You may be wondering what all this has to do with computers. In fact,
computers behave as though they had only two digits, represented by a
low voltage (or off) known as 0, and a high voltage (or on) known as
1. This is called the binary system, and the two binary digits are
called bits - so a bit is either 0 or 1.

So to expand the previous table of counting to include binary...

	DECIMAL		HEX		BINARY
	-------		---		------
	   0		 0		 0
	   1		 1		 1
	   2		 2		 10
	   3		 3		 11
	   4		 4		 100
	   5		 5		 101
	   6		 6		 110
	   7		 7		 111
	   8		 8		 1000
	   9		 9		 1001
	   10		 A		 1010
	   11		 B		 1011
	   12		 C		 1100
	   13		 D		 1101
	   14		 E		 1110
	   15		 F		 1111
	   16		 10		 10000
	   17		 11		 10001
	  ...etc...

It is customary to 'pad out' binary numbers with leading zeroes so
that they always contain at least four bits - for example, 0000, 0001,
0010, 0011 (representing 0 to 3 decimal).

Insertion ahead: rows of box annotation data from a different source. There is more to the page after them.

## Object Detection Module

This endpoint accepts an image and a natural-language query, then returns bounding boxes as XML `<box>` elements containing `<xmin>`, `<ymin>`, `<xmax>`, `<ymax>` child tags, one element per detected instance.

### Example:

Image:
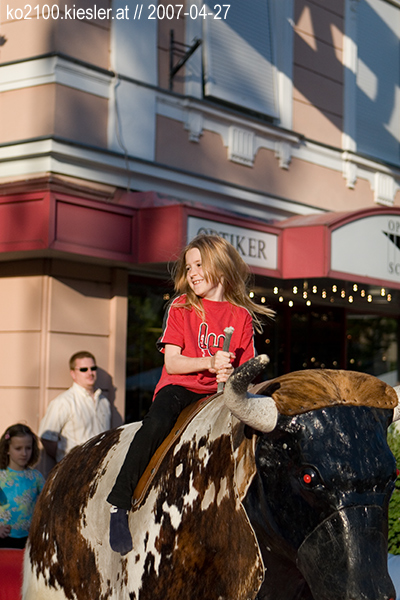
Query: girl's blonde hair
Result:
<box><xmin>0</xmin><ymin>423</ymin><xmax>39</xmax><ymax>469</ymax></box>
<box><xmin>172</xmin><ymin>234</ymin><xmax>275</xmax><ymax>331</ymax></box>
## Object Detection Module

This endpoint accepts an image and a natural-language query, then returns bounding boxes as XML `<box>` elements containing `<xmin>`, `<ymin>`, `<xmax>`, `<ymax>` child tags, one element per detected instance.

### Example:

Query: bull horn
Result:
<box><xmin>392</xmin><ymin>385</ymin><xmax>400</xmax><ymax>423</ymax></box>
<box><xmin>224</xmin><ymin>354</ymin><xmax>278</xmax><ymax>433</ymax></box>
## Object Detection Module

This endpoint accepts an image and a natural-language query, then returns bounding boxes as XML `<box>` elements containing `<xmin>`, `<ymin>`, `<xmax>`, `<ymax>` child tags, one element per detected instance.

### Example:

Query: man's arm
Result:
<box><xmin>40</xmin><ymin>438</ymin><xmax>57</xmax><ymax>460</ymax></box>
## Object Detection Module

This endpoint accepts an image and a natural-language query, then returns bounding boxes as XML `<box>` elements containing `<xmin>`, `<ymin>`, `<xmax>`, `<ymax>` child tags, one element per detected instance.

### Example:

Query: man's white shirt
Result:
<box><xmin>39</xmin><ymin>383</ymin><xmax>111</xmax><ymax>462</ymax></box>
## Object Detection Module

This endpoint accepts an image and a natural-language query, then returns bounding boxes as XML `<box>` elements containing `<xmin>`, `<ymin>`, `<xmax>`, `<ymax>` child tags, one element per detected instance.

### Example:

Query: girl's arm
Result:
<box><xmin>164</xmin><ymin>344</ymin><xmax>235</xmax><ymax>382</ymax></box>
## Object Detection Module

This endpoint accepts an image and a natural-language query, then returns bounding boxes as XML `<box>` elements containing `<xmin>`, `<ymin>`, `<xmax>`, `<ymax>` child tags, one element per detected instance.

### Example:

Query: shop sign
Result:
<box><xmin>331</xmin><ymin>214</ymin><xmax>400</xmax><ymax>283</ymax></box>
<box><xmin>187</xmin><ymin>217</ymin><xmax>278</xmax><ymax>269</ymax></box>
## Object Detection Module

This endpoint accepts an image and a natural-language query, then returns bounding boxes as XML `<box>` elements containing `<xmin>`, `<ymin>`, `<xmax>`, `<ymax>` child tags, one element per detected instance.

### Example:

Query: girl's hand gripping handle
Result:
<box><xmin>217</xmin><ymin>327</ymin><xmax>235</xmax><ymax>392</ymax></box>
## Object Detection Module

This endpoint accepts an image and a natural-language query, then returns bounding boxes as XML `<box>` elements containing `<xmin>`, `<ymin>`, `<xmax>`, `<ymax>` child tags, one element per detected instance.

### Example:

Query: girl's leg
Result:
<box><xmin>107</xmin><ymin>385</ymin><xmax>204</xmax><ymax>554</ymax></box>
<box><xmin>107</xmin><ymin>385</ymin><xmax>204</xmax><ymax>510</ymax></box>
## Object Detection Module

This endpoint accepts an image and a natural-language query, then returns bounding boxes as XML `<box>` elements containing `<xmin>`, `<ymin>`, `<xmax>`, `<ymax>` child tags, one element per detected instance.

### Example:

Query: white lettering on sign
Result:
<box><xmin>331</xmin><ymin>214</ymin><xmax>400</xmax><ymax>283</ymax></box>
<box><xmin>187</xmin><ymin>217</ymin><xmax>278</xmax><ymax>269</ymax></box>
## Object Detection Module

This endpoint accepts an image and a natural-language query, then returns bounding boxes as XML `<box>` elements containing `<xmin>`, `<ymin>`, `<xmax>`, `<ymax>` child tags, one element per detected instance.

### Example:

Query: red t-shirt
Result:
<box><xmin>154</xmin><ymin>296</ymin><xmax>255</xmax><ymax>395</ymax></box>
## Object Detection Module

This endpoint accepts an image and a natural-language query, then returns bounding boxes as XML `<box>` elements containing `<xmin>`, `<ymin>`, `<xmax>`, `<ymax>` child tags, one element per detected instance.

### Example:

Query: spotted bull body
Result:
<box><xmin>23</xmin><ymin>357</ymin><xmax>397</xmax><ymax>600</ymax></box>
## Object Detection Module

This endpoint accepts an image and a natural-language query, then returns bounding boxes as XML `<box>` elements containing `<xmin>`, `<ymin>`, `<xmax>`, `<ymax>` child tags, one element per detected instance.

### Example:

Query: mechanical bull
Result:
<box><xmin>23</xmin><ymin>356</ymin><xmax>397</xmax><ymax>600</ymax></box>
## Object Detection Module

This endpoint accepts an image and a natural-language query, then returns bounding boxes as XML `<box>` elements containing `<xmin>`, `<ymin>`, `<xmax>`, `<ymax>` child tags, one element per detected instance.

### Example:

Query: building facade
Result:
<box><xmin>0</xmin><ymin>0</ymin><xmax>400</xmax><ymax>430</ymax></box>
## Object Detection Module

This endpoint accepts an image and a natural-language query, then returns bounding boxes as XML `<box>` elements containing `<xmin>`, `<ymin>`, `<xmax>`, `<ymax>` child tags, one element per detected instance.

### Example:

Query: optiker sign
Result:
<box><xmin>187</xmin><ymin>217</ymin><xmax>278</xmax><ymax>269</ymax></box>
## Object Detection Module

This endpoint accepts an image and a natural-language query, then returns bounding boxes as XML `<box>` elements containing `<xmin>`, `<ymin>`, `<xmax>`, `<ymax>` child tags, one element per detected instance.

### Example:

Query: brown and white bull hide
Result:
<box><xmin>23</xmin><ymin>395</ymin><xmax>264</xmax><ymax>600</ymax></box>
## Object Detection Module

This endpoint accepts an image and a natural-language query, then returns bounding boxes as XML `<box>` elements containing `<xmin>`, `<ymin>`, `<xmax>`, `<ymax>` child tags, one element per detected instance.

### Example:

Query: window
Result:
<box><xmin>203</xmin><ymin>0</ymin><xmax>278</xmax><ymax>118</ymax></box>
<box><xmin>355</xmin><ymin>0</ymin><xmax>400</xmax><ymax>163</ymax></box>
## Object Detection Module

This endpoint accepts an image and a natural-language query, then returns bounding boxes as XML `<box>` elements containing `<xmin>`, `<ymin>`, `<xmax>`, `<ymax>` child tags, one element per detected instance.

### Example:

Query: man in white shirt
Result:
<box><xmin>39</xmin><ymin>351</ymin><xmax>111</xmax><ymax>462</ymax></box>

Converting between binary and hex is very easy (use the previous table
to help you).

To convert a binary number to hex, split the binary number into groups
of four bits (starting at the right of the number) and convert each
group of four bits into is corresponding hex digit. Finally, put the
hex digits together to form the complete hex number. For example, to
convert 10110100 binary into hex, convert the first (right-hand) group
of four bits (0100) to 4 hex, then convert the next group of four bits
(1011) to 8 hex, put them together, and you have the complete hex
number - B4h. If the binary number is longer than eight bits, you can
continue converting each group of four into one hex digit. For
example, 1101011110000 binary corresponds to 3AF0h.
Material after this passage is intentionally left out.